The seedling for this post came from this post, whose seedling was my previous post. Weee, fun for everyone!
I say seedling because the author of that post, which I really liked by the way, has a different definition of “good fatty” than I do, and despite the semantic difference it really got me thinking.
To me a “Good Fatty” is a fat person who is viewed (by the faction of our society who have decided that they are Judgey McJudgersons of health) as taking “appropriate steps” to lose weight or, at the very least, “struggling” with their weight, thereby earning a modicum of very contingent respect from someone who would otherwise be a fat hater.
If you read this blog regularly you know that I support and respect other people’s decisions about their bodies and health just as I require respect for my decisions. This is not about bashing people who have chosen weight loss. The “Good Fatty” title as I understand it is not a self-identity, but rather a conferred title indicating that the the fat person is behaving as the fat hater thinks they should.
There was a comment on my post about all of the fat hatred that was spewed at me from some fitness forums:
…we are not really “fat hating”, in fact, if we see someone who asks for help how to lose weight etc we will cheer them on etc and help…
This is classic “Good Fatty” language. What this person is really saying is: You deserve the abuse and bullying that you are receiving because you won’t do what I think you should. You are a bad fatty. If you just behave in ways that make me happy, then I will declare you a good fatty and I will stop abusing you. However, if you tell me that you eat healthy and exercise but you don’t achieve the body size I expect, I’ll call you a liar to your face and turn the abuse faucet right back on.
This is where my Good Fatty conundrum comes in:
If my blog gets a message about health out there I hope is it that health is not the same as weight. It is multi-dimensional and there are some aspects within our control and some aspects outside of our control, and that if you want to be healthy then focusing on healthy habits rather than the size of your body is a completely legitimate option.

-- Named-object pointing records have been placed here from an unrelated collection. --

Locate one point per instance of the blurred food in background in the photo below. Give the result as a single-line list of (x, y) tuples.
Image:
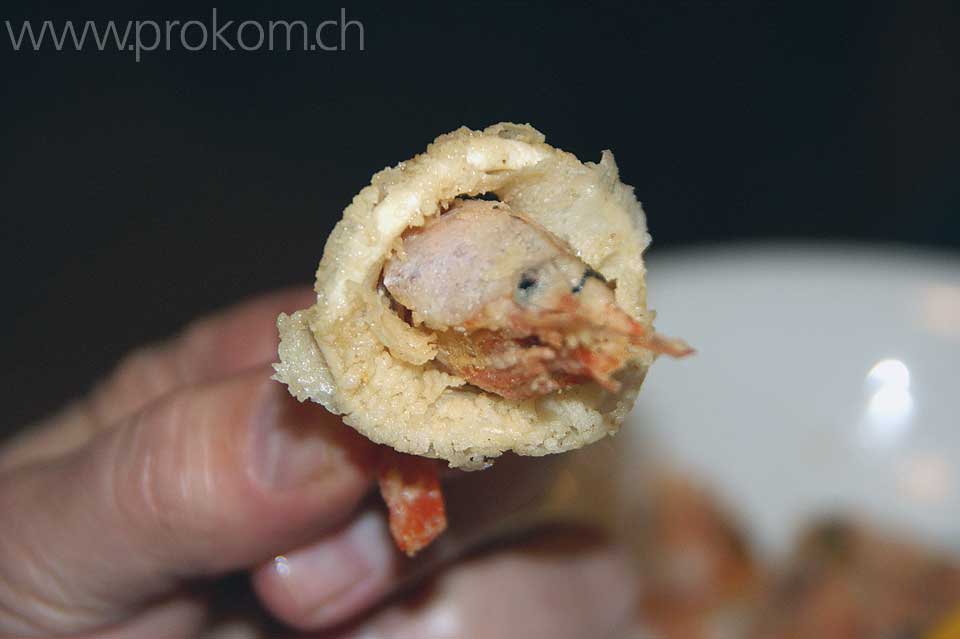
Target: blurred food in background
[(844, 579)]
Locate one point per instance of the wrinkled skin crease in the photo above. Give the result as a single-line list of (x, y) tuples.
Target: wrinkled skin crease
[(516, 313)]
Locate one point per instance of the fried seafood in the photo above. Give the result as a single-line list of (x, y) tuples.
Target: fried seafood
[(516, 313), (459, 329)]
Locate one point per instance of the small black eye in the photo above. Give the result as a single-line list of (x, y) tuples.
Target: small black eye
[(527, 280)]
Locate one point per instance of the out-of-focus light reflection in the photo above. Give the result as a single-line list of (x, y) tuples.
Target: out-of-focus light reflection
[(890, 407), (889, 373), (940, 310), (281, 565), (926, 477)]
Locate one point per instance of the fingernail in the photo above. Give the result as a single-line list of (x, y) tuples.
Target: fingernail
[(340, 575), (289, 448)]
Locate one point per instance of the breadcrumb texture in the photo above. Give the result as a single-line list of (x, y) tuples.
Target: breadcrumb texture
[(352, 354)]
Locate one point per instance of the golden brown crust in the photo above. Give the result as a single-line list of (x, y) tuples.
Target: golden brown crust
[(351, 354)]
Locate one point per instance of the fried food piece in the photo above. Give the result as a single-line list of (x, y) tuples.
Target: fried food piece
[(410, 486), (700, 576), (452, 373), (847, 581), (516, 312)]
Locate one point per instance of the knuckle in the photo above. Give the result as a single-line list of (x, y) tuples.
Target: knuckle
[(163, 488)]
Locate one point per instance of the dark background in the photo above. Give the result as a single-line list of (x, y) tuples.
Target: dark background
[(136, 196)]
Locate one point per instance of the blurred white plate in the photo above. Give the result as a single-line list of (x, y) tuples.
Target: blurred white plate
[(826, 380)]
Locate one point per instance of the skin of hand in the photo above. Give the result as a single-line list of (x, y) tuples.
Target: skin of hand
[(122, 515)]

My conundrum is that I also write about the life that I choose as an athlete/dancer. I try to be clear that my lifestyle is driven by my dancing – I workout far more than is necessary for just maintaining health – but I think sometimes people get confused and think that I’m trying to prove I’m a “good fatty” or that I’m trying to say that I think people should choose the same thing that I do, or that I think I’m better than people who make different choices. That’s definitely not what I’m about.
The truth is that I don’t write for people who want to tell me that they think I’m a liar, or that I can’t possibly be healthy, or that I’m a Bad Fatty. I don’t write to try to convince anyone of anything. I write what I think is true and I hope that I reach people who have been let down by the weight loss industry that lies to people so that they can make 60 Billion Dollars a year with a product that only succeeds in weight loss only 5% of the time and often actually DECREASES people’s health as they yo-yo diet and destroy their metabolisms. I write for people who get stigmatized by a society that confuses weight and health and has turned fat people into everything from metaphors to scapegoats. I write for people who want to be hear a different voice, new ideas, or be supported int their choices about their own bodies.
People may try to label us as good fatties, bad fatties, or whatever they want. They may try to convince us that we must gain their approval in order to avoid their abuse. I think that we always have the option to decide that we aren’t Tinkerbell and we don’t need anyone’s applause to live, opt out of the labeling system for ourselves and each other, and demand (and give) human respect that is not contingent on anyone’s weight, or the choices they make for their bodies and their health, even if they aren’t what we would choose.